How can that be? Haven't you heard? We have a glut of scientists. With all those extra scientists, how can they have too much to do?
Indeed. Evolutionary scientists were blindsided (right across the back of the head with a spiked club) by the CreoIDers coming out of places like the Institute for Creation Research and the Discovery Institute. They thought the debates sponsored by these organizations were about science. But no research and no discovery is ever done by them or even planned to be done. They are PR machines, pure & simple. Their goal is not even to educate about CreoID - it is to sway the electorate into voting anti-evolution, pro-CreoId politicians into office and get educational laws changed in their favor.
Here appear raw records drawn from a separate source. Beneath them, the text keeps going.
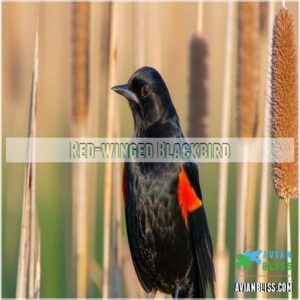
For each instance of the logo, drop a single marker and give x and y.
(267, 260)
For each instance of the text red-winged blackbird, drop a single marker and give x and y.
(166, 223)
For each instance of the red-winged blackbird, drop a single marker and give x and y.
(166, 223)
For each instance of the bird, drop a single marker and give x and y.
(167, 228)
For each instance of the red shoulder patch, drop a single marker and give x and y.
(124, 184)
(187, 198)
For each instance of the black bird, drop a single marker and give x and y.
(166, 223)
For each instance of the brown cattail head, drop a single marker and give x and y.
(198, 92)
(80, 59)
(284, 106)
(263, 12)
(248, 67)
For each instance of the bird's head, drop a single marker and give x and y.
(148, 97)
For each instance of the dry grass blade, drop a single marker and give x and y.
(221, 257)
(284, 106)
(80, 59)
(247, 92)
(198, 90)
(28, 215)
(284, 110)
(37, 279)
(248, 52)
(110, 132)
(80, 93)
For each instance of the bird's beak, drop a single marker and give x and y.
(124, 91)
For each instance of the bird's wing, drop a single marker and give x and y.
(197, 227)
(142, 276)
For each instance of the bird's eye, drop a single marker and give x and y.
(145, 92)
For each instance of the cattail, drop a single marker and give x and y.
(198, 90)
(284, 111)
(247, 93)
(284, 107)
(80, 95)
(80, 59)
(248, 47)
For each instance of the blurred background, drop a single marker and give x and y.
(165, 38)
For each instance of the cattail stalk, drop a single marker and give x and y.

Now most scientists, who have been burned by ICR & the DI, refuse to be seen on the same stage as these CreoId flacks.
You can ask a scientist to inform & educate about his science; but it is unreasonable to expect him to battle a well-funded PR campaign based on distortions outright lies.
What is needed is an organization, like the NCSE, that specializes in pro-evo PR, which is not just about the facts of evolution but the whole body of religious & social arguments these organizations make.